If a cat is diagnosed with a defect or a disease, which might be hereditary or not, how do one act? One basic rule is to not breed on that cat, but to continue with its relatives as usual. If the same problem pops up again it can be wise to take further action.
If it is a disease KNOWN to be inherited, the actions might look a little bit different depending on how it is inherited. Here are some suggestions in how to handle the problem in some different ways. Please note that this is general recommendations. In specific cases there might be a reason to adjust the actions somewhat.

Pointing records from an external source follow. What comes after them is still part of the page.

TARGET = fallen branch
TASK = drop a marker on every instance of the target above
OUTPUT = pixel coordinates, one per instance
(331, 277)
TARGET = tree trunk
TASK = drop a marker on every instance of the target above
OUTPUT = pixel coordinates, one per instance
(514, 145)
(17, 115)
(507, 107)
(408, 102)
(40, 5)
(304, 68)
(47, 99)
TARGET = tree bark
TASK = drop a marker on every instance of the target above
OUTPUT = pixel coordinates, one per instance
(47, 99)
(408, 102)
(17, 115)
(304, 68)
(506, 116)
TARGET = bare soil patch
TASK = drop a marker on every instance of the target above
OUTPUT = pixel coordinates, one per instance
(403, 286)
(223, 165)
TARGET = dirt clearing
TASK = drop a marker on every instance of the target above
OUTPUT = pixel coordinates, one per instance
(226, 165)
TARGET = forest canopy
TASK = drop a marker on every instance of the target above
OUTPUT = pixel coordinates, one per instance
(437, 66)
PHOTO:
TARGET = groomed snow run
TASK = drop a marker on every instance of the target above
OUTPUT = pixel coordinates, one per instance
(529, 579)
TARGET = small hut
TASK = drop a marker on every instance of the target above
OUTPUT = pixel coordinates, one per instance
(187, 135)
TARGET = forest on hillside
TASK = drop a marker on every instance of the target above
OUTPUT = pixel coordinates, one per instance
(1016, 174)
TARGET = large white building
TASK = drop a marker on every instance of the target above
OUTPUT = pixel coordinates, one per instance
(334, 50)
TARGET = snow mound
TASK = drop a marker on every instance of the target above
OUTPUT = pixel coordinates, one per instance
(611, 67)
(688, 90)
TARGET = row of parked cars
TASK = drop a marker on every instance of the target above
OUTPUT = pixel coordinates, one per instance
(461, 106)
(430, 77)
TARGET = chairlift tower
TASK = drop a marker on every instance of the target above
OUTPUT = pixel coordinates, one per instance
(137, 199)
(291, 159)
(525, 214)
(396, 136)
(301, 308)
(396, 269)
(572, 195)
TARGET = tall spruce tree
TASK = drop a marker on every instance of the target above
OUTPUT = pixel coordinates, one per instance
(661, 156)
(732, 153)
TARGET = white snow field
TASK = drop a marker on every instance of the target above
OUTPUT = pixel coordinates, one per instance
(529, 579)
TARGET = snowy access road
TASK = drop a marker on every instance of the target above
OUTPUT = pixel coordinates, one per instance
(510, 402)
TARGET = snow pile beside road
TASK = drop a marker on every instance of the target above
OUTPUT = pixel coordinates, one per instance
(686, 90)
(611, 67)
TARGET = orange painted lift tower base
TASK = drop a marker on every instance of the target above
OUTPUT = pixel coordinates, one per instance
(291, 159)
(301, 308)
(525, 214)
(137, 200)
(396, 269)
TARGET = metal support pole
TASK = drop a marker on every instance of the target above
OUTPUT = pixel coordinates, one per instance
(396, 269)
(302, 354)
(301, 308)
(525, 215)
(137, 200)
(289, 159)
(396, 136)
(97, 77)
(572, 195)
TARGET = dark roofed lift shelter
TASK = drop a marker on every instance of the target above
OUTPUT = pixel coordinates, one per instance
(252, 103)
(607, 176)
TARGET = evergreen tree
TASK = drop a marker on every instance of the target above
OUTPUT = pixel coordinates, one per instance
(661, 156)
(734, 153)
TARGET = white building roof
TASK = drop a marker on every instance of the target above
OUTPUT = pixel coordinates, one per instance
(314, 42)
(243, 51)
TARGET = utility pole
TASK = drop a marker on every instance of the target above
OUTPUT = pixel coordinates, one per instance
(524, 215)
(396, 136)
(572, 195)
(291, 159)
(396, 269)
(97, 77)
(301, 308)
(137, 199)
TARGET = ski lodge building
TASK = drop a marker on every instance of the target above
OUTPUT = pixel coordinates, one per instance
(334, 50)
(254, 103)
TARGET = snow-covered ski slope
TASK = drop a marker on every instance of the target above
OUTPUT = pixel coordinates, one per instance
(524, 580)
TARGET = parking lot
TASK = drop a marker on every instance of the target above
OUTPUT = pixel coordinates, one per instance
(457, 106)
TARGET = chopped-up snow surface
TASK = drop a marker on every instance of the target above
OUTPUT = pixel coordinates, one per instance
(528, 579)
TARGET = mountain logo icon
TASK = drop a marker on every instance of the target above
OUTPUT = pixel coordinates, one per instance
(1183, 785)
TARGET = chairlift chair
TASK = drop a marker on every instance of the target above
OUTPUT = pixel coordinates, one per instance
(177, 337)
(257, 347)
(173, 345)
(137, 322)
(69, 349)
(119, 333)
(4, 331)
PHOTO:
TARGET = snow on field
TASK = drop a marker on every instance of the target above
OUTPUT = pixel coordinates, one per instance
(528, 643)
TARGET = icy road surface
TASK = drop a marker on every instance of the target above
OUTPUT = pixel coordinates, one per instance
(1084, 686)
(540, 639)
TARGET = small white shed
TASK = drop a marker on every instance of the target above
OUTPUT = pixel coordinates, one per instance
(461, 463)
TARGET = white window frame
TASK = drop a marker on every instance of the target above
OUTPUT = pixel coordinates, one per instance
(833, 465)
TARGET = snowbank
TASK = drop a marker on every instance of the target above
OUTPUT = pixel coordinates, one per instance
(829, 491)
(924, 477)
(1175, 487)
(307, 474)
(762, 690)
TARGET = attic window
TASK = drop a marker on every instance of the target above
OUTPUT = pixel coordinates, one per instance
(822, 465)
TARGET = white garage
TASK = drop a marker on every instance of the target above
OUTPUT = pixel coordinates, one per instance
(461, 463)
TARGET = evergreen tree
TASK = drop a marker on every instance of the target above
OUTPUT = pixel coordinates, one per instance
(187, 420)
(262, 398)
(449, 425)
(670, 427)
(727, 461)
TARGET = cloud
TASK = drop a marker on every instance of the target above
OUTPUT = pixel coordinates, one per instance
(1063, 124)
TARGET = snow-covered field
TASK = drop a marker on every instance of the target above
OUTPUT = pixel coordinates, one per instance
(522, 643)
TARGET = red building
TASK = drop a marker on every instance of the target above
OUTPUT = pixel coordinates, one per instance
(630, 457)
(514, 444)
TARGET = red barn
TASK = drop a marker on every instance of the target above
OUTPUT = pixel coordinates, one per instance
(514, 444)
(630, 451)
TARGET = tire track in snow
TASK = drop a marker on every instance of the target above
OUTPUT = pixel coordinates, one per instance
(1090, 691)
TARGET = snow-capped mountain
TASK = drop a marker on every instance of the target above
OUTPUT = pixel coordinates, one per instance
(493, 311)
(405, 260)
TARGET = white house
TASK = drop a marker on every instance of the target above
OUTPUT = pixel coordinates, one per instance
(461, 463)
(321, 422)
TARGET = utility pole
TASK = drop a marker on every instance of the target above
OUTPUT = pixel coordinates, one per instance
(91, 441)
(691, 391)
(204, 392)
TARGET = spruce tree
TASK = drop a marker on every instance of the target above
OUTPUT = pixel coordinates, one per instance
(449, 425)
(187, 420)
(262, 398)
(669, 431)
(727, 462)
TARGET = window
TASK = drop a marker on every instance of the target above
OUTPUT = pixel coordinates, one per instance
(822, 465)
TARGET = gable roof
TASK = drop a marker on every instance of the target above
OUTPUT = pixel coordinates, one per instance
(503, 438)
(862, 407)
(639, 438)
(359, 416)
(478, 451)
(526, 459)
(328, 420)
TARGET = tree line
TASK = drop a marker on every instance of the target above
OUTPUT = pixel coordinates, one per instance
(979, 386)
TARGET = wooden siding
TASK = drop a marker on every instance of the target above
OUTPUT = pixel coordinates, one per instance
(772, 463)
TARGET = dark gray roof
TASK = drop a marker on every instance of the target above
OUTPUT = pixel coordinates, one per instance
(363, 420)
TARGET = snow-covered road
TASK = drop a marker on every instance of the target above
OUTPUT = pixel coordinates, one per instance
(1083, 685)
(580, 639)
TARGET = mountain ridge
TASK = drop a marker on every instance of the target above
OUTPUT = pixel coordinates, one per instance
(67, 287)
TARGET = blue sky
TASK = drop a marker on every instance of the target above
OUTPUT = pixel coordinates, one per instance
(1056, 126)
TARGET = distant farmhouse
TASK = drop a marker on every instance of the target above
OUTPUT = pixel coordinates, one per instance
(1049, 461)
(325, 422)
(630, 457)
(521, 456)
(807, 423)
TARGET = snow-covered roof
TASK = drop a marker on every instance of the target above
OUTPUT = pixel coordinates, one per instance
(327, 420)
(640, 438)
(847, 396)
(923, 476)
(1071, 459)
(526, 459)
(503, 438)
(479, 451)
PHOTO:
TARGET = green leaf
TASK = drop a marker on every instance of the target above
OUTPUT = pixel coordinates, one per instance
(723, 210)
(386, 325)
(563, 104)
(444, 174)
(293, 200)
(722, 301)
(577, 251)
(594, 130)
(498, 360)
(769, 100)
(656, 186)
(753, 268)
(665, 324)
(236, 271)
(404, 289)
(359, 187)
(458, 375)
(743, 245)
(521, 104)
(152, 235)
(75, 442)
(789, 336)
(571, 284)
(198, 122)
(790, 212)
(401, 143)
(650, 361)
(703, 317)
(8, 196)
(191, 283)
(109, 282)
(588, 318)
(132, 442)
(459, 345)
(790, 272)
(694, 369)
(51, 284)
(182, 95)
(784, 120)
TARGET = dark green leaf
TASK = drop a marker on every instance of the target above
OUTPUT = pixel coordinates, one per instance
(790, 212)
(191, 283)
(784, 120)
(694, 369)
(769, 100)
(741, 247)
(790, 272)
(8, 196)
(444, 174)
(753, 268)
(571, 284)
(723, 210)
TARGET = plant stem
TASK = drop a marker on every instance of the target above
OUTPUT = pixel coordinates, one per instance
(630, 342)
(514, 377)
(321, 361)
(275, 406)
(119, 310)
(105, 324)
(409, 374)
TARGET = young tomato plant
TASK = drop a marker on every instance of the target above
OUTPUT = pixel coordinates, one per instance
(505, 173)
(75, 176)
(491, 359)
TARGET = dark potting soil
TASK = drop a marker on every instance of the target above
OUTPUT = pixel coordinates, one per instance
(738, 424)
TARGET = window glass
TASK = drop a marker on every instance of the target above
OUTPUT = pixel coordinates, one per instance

If it is a serious disease, that will affect quite a lot of cats among the breed, it might be useful to make a special health program in order to cope with the problem. How one organizes the health program depends somewhat on the answers to the above mentioned questions. The most important part in all health programs is to spread information. One has to spread information of the symptoms of the disease, development, inheritance, and possible tests available. This can be done through club magazines, brochures, web sites, meetings in breed associations and seminars. Quite often there is resentment among breeders to deal with, or even admit, health problems existing within the breed. This is not often because the breeders don't care if the cats get sick or not, but is often due to fear of the unknown and lack of knowledge. If one doesn't know how to deal with the problems it feels awkward to talk about them. Many are afraid of other breeders' panic reactions, that others will demand whole breeding lines to be neutered if a case of the disease is known. Unfortunately such a fear is not always irrelevant. Due to the same lack of knowledge there are incidents when breeders want to take drastic actions in order to quickly solve the problem within the breed. It is as crazy as putting your head in the sand and pretending there are no problems. There are only two types of panic reaction. And none of them will benefit the cats, of course. The measures taken must be reasonable and in proportion to the difficulty of the problem. Under no circumstances should one select so hard that more than 1/3 of the cats in the population are taken out of breeding due to one and the same health problem. If one takes too drastic measurements the whole breeding population might be too small, and this might cause problems with MORE genetic diseases in the population just because of the diminished breeding population. And this was exactly what we did not want to bring about!
Hence, the foundation of a health program is information, information and yet again information!
Then it might be also be cause for registering cases of disease and possible test results. If one decides to do this, one should also consider the register to be open for all people to take part of the results. This has been a conclusive factor in order for a health program to give good results. Lack of openness will only cause gossip and speculations, while facts will effectively end all discussions of that type. And then all the energy might be put into doing something useful about the problem.